Walker was named to lead the divinity school Sept. 1 after serving as interim dean since January. He joined the university’s faculty in 2020 as professor of the humanities and as inaugural director of the program of African American studies, a position he will hold until the end of the academic year. He has held numerous other faculty and academic leadership positions, including vice president and dean of the Samuel DeWitt Proctor School of Theology at Virginia Union University in Richmond, Va. He is the author of A Noble Fight: African American Freemasonry and the Struggle for Democracy and is currently writing a book about Wyatt Tee Walker, a pioneer in the Black freedom movement.
“Corey Walker is a remarkable leader whose impressive record of scholarship and administrative leadership inform his compelling vision for graduate theological education,” said Wake Forest President Susan R. Wente. “Dr. Walker has served with distinction as interim dean, and I am confident he will effectively lead Wake Divinity in strengthening its impact and reach as a catalyst for good in society.”
Search committee member and associate professor Elizabeth Gandolfo said Walker has the skills needed to lead a diverse theological institution: “Corey Walker is an accomplished teacher, scholar and administrator who is committed to a broad vision of theological education that honors the humanity of all people and the well-being of the planet as a whole.”
“As a community, we are in the midst of transforming and renewing our vision of theological education.”
One of the biggest challenges before the seminary is ensuring its curriculum continues to adapt to the ever-changing demands of 21st-century ministry and the evolving needs and interests of its students, Walker said. “As a community, we are in the midst of transforming and renewing our vision of theological education.”
The transformation includes welcoming the divinity school’s first doctoral students in fall 2024. “This is very exciting.

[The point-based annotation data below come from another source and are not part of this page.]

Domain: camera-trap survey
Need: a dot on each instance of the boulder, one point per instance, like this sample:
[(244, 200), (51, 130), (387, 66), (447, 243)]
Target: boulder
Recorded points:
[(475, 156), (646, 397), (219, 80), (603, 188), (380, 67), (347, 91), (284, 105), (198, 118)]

For our first 25 years, we offered just one degree, the master of divinity,” he explained.
Another move was the recent announcement that Louisville Presbyterian Theological Seminary’s former president, Alton B. Pollard III, will join the Wake Divinity faculty in the James and Marilyn Dunn Chair in Baptist Studies. “It’s an amazing achievement just to have someone of his scholarly status come back to Wake Forest University where he began his career,” Walker said.
Another adaptation is providing cross training in theological education and media, law, health and community renewal and development, Walker said. “We are seeing a deepening of those trends at Wake Divinity, and we already have joint programs such as divinity and law and divinity and counseling. We also have a faith coordinating center around HIV-AIDs.”

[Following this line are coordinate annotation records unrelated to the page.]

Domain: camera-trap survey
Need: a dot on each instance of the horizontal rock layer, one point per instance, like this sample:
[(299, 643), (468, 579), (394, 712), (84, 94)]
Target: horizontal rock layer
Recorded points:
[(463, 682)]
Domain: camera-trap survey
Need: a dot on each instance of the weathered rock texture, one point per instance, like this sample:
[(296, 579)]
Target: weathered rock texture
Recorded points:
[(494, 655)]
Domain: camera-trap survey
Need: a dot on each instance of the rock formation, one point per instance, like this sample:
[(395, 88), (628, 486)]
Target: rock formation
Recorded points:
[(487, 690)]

Those called to church settings need special preparation for entering environments vastly different from those of previous generations, he added. “Many of our students are going into ministry, but in congregations that are not as well equipped with diverse staffs as before.”
Theological education also must actively respond to the advent of global climate change because students will be dealing with the threat in whatever ministry field they undertake, he said. “Climate change is a crisis we are all dealing with, and including it in theological education is not an option anymore. We have to respond to this situation, which is a new moment in global history and human experience.”

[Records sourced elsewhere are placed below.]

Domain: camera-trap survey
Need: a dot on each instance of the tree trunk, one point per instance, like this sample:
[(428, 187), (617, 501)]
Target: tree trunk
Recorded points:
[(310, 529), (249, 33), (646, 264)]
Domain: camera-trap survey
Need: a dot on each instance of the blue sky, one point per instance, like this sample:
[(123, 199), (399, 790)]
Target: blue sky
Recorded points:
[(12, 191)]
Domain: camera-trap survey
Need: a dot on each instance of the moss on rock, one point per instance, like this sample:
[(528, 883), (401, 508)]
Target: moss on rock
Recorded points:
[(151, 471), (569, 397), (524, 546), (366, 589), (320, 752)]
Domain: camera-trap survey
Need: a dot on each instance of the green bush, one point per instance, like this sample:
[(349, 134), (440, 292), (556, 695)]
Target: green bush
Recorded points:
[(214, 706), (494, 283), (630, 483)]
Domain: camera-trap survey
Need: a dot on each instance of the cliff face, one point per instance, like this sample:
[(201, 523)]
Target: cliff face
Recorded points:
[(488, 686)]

Growing up in Black Baptist churches in Norfolk, Va., with numerous influential spiritual mentors and his early attraction to religious studies provided him the interpersonal and academic tools needed to lead an ecumenical seminary and to build community across the university, he said. “We are in dialogue with the law school, the business school, the medical school and the College of Arts and Sciences. These conversations are a nexus for understanding the ways in which the complexities of religion undergird and inform the multiple fields of study in our contemporary moment.”
His Baptist background has shaped him through all these years and experiences, he added.
“Examining what it means to be human in the world and in relation to God is not a narrow path to travel. It is a broad path, and everything I have done has prepared me for this moment to continue my calling at Wake Forest Divinity School.”